Come to think of it, I believe that meme was wondering about on UseNet from
before the early days. I think Vernor Vinge alluded to it in one of his
novels, (paraphrasing here) some interplanetary civilization crashing because
in-transit space traffic was so dense no new launches could occur in a useful
time frame due to safety-lock outs, and they didn't want to accept the risk in
changing the safety margins...

------
VBprogrammer
My favourite crazy bug was during a university course on autonomous robotics.
One of the other groups was using a a metal castor at the back of the robot
along with 2 driven wheels. After a little while their robot would completely
crash and stop responding.

I'd previously encountered a similar issue which was due to the library code
we'd been given which opened a new /dev/i2c file for each motor command,
eventually exceeding the max file handles and killing the program. So I
assumed it was something sensible like that.
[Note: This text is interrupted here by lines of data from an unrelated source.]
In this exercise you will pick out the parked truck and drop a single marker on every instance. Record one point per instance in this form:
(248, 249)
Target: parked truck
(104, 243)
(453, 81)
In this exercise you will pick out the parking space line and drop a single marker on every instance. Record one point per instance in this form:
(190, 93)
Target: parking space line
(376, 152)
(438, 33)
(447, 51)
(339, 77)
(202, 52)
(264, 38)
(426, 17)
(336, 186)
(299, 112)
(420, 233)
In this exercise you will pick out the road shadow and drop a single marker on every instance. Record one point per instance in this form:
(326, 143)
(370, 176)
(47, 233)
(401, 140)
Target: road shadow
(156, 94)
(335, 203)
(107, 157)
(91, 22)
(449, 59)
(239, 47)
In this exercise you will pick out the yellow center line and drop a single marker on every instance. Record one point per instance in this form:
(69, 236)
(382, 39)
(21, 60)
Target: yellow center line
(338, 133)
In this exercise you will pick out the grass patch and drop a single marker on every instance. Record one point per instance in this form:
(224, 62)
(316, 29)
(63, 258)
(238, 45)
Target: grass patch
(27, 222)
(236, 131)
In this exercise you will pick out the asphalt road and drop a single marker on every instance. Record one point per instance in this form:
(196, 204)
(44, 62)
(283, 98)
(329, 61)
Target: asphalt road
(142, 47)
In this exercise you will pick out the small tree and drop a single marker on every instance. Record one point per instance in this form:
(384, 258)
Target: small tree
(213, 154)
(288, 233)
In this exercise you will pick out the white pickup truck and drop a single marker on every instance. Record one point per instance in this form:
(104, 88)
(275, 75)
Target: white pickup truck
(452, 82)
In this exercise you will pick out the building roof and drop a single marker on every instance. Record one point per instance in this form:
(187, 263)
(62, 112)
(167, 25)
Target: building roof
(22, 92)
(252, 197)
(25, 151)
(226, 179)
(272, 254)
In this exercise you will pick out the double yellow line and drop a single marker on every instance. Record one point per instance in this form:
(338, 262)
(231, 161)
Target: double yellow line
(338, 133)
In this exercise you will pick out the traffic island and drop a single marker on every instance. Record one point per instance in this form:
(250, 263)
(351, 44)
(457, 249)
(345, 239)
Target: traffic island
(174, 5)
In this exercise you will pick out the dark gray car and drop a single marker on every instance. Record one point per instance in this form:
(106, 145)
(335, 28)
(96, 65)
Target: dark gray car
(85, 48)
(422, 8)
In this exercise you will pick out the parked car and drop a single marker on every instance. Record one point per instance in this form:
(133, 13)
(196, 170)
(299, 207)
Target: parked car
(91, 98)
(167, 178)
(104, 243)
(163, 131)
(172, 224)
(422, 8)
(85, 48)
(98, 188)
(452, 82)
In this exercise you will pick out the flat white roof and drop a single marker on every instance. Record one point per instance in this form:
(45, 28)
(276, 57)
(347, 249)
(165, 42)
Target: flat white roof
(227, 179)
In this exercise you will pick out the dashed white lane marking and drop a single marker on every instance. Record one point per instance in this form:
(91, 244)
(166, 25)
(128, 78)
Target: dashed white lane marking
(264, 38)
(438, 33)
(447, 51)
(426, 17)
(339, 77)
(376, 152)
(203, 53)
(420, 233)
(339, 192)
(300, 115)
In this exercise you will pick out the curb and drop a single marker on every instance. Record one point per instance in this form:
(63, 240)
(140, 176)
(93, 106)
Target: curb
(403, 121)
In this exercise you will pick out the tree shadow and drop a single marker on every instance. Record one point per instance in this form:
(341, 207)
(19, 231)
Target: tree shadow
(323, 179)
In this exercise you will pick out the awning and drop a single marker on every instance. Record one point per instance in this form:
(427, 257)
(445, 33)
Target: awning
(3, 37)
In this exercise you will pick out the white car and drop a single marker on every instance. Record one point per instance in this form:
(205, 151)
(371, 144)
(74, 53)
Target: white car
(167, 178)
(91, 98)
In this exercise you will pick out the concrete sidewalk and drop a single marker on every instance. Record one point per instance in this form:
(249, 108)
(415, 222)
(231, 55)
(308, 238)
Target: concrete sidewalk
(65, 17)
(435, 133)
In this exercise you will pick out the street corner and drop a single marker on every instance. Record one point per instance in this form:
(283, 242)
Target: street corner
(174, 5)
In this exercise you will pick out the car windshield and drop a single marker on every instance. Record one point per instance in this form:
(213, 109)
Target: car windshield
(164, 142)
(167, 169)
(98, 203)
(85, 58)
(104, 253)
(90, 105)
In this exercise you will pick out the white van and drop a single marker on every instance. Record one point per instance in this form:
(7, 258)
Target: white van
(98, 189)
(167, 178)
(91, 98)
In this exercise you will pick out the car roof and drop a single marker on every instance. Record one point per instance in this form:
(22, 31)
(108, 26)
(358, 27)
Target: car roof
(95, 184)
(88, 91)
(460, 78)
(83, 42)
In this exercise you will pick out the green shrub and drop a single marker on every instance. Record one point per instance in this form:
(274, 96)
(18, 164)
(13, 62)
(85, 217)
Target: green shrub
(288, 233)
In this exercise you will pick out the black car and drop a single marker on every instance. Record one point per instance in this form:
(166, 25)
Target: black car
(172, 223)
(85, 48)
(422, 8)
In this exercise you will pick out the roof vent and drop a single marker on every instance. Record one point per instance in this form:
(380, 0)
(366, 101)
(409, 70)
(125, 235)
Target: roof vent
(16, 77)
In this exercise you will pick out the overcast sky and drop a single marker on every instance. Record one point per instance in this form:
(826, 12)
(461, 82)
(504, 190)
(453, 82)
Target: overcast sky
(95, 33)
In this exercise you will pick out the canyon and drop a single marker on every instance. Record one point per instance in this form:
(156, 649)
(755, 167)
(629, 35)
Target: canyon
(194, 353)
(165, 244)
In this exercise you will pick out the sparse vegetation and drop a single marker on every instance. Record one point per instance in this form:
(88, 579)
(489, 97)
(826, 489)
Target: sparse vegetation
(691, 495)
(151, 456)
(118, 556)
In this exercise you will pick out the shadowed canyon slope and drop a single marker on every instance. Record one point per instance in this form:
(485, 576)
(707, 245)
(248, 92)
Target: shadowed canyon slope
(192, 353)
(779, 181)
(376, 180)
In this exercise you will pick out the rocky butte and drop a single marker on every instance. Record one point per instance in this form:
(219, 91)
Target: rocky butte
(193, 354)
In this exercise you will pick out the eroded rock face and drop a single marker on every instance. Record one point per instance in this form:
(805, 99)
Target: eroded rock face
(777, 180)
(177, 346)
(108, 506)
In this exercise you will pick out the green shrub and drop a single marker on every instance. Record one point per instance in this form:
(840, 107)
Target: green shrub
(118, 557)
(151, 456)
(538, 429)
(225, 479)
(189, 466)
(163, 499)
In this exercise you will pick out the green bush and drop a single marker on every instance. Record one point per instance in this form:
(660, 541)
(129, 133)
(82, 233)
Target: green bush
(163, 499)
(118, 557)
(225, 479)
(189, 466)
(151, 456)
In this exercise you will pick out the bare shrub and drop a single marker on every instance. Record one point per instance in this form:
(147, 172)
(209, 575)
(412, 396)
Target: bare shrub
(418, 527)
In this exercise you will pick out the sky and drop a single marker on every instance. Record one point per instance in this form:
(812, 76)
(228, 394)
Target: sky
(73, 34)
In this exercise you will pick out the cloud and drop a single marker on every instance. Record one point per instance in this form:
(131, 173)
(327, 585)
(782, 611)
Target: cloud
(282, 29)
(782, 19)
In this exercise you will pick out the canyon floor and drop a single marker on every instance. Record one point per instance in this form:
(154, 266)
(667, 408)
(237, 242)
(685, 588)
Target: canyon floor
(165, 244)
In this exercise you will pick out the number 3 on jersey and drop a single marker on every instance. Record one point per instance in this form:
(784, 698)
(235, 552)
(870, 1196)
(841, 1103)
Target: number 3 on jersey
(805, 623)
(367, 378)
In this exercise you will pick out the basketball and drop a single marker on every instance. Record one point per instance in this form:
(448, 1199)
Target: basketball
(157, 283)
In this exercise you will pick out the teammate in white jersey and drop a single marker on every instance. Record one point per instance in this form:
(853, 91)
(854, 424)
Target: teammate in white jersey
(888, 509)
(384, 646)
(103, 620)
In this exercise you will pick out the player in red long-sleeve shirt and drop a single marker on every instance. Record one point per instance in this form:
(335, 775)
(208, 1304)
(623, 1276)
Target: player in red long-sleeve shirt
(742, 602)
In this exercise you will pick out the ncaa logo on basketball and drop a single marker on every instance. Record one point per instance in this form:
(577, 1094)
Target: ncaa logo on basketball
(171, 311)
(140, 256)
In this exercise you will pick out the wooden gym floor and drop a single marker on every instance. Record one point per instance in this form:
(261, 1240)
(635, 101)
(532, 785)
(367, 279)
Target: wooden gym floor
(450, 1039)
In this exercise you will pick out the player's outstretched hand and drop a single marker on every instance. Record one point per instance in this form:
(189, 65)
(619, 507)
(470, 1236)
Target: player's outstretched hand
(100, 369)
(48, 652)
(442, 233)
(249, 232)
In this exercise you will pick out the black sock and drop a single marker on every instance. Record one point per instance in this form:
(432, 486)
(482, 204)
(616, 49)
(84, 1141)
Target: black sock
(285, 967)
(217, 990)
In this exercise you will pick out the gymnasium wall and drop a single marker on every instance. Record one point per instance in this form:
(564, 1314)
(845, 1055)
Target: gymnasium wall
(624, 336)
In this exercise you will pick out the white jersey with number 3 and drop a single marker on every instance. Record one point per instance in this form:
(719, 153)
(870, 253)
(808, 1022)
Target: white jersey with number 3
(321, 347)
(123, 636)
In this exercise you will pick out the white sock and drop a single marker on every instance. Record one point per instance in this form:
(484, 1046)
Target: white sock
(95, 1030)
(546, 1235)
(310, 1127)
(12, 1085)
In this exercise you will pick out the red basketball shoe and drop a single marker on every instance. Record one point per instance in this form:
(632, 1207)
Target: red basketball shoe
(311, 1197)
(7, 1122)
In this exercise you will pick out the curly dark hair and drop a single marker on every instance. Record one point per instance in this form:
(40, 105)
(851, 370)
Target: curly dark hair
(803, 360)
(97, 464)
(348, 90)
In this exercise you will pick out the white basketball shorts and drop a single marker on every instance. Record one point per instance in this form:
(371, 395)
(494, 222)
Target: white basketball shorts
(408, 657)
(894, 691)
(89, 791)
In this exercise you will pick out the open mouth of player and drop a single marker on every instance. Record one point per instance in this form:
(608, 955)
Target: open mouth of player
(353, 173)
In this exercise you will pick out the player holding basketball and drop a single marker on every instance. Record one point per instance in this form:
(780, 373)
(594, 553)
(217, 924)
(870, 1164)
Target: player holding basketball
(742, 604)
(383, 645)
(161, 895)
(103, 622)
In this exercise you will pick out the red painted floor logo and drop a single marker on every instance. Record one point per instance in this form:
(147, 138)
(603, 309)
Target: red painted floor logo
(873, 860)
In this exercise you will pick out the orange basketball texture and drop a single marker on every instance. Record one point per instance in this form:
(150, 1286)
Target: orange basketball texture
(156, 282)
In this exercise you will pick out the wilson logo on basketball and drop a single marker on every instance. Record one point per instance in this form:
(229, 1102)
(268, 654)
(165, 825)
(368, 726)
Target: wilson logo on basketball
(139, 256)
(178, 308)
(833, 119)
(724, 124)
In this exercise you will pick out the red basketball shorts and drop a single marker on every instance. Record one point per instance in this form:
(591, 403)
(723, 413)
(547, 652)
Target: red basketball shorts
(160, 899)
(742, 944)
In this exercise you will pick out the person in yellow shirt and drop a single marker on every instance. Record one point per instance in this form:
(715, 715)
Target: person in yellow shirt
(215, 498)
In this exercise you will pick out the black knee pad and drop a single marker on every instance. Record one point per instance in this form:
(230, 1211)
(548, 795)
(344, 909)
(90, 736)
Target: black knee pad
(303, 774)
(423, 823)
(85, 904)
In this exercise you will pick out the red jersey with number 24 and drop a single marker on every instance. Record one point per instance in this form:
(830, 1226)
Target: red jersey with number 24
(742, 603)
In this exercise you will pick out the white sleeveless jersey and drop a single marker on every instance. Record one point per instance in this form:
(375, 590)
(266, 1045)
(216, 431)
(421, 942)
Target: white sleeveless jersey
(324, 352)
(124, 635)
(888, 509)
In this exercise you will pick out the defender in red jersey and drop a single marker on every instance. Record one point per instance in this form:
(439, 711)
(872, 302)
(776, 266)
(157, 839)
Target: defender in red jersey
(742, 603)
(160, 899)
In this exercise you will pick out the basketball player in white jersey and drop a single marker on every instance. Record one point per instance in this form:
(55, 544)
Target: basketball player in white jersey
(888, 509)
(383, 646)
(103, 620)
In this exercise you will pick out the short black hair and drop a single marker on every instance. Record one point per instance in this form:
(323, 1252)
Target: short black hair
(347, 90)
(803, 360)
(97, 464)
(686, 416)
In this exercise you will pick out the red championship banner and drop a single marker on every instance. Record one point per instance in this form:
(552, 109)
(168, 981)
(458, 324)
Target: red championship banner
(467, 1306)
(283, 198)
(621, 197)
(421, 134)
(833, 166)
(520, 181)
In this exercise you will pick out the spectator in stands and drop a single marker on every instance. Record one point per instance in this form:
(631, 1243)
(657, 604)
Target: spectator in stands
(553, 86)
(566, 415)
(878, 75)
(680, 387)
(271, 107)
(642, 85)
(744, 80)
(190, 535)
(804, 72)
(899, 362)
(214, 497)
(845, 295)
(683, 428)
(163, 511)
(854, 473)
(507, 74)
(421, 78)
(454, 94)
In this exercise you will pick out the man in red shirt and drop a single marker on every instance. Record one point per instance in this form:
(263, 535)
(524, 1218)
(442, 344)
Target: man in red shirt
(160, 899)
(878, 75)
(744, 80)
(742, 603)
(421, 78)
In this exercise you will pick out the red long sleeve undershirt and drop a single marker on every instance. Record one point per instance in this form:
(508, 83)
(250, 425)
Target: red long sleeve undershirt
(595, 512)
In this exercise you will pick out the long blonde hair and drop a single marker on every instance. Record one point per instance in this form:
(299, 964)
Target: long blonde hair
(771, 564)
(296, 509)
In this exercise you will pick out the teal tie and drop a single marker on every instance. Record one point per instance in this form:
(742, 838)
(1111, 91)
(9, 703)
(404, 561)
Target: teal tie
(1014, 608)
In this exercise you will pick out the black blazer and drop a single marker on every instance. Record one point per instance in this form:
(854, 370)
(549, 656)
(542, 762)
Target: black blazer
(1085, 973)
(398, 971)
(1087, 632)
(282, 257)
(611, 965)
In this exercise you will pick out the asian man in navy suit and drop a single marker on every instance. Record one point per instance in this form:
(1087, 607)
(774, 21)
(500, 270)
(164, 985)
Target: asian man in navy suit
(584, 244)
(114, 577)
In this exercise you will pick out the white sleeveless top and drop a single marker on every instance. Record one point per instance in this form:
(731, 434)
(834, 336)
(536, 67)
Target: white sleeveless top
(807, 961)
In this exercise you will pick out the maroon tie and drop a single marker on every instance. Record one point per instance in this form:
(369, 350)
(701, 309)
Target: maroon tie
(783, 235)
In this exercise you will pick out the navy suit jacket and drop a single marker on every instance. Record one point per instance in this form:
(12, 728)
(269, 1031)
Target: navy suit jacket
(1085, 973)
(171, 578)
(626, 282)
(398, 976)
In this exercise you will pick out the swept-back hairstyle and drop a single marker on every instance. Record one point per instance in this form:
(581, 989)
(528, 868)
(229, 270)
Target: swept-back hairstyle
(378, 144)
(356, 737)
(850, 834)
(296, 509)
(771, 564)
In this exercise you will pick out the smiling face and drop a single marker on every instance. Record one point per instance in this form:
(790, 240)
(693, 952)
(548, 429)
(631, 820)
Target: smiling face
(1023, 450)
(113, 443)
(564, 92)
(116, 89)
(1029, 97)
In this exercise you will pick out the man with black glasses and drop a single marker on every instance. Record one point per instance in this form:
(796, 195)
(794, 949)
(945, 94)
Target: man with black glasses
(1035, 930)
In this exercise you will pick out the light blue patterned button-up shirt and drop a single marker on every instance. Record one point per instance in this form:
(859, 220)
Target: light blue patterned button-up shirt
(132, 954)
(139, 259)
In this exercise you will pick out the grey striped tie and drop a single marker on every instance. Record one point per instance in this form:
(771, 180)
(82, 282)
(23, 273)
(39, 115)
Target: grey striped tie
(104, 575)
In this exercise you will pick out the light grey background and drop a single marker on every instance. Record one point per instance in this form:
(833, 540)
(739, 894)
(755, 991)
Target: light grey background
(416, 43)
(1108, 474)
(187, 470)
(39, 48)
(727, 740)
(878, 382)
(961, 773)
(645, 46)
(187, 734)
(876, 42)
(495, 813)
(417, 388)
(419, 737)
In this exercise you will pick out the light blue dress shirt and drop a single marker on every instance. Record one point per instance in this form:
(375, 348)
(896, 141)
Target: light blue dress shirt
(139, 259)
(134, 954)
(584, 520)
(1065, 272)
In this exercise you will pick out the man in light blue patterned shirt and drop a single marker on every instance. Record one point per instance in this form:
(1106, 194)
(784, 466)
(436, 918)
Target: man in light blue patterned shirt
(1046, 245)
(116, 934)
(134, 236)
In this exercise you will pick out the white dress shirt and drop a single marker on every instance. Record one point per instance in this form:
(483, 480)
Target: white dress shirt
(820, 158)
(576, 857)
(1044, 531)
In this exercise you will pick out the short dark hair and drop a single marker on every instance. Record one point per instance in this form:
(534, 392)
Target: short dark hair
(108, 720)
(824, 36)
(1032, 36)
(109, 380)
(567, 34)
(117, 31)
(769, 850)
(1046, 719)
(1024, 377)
Some time later they got all excited and called us over to explain the real
reason it was crashing. Their robot would initially work fine for a reasonable
period of time. Then when the robot drove over the metallic tape on the floor
of the arena it would die. The robot must have been building up a static
charge while moving around which would eventually be dissipated when the metal
touched the tape.

I wouldn't have believed it had they not setup two tests, one outside the
normal arena and one inside. Changing the metal castor for a bit of lego fixed
the problem.

------
schemescape
Obvious in retrospect, but very surprising to my inexperienced past self:

I'd been working on some C code for an hour or two. It wasn't behaving how I
expected it to (and at the time I knew nothing of debuggers), so I added a
print statement and recompiled. I got a compilation error: something like
"Syntax error on line 123: #incl5de <stdio.h>". Shocked, I scrolled to that
line in my text editor to fix the typo, but it wasn't there. I compiled the
same code again and there were no errors.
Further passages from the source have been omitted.